[70666] in North American Network Operators' Group
RE: Filtering network content (rev.)
daemon@ATHENA.MIT.EDU (Steve Birnbaum)
Fri May 21 00:25:41 2004
From: "Steve Birnbaum" <steve.birnbaum@sky-vision.net>
To: "'Eastgard, Tom'" <tom.eastgard@boeing.com>, <nanog@merit.edu>
Date: Fri, 21 May 2004 05:20:56 +0100
In-Reply-To: <67B3A7DA6591BE439001F2736233351202A2A205@xch-nw-28.nw.nos.boeing.com>
Errors-To: owner-nanog-outgoing@merit.edu
> Is content filtering something ISPs are looking at or already
> doing? I'm assuming this question would mostly apply to
I did this for a customer back in 1996 or 1997, before transparent devices
were around. The users dialed in, and their tacacs/radius profile
restricted them to an ACL which blocked traffic should they accidentally
have removed their browser proxy config. A Squid proxy was set up with a
URL filter list, which was snarfed periodically (I think I automated this
somehow) from a list the customer maintained.

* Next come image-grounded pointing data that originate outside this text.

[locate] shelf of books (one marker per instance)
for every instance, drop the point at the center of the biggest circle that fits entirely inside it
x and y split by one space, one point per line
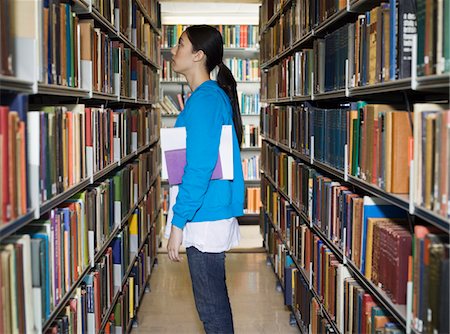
354 51
80 158
355 193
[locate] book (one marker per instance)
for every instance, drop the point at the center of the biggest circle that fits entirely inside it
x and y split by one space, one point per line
173 143
431 141
251 168
234 36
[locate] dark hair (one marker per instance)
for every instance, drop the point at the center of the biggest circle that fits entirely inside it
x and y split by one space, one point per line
209 40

During black-out times, a time-based rule blocked everything.
Worked great, though faded away from lack of interest. I haven't seen
similar requests come up since.
regards,
Steve
----
Steve Birnbaum SkyVision Global Networks
Phone: +44 20 83871750 Email: steve.birnbaum@sky-vision.net
Experience is something you don't get until just after you need it.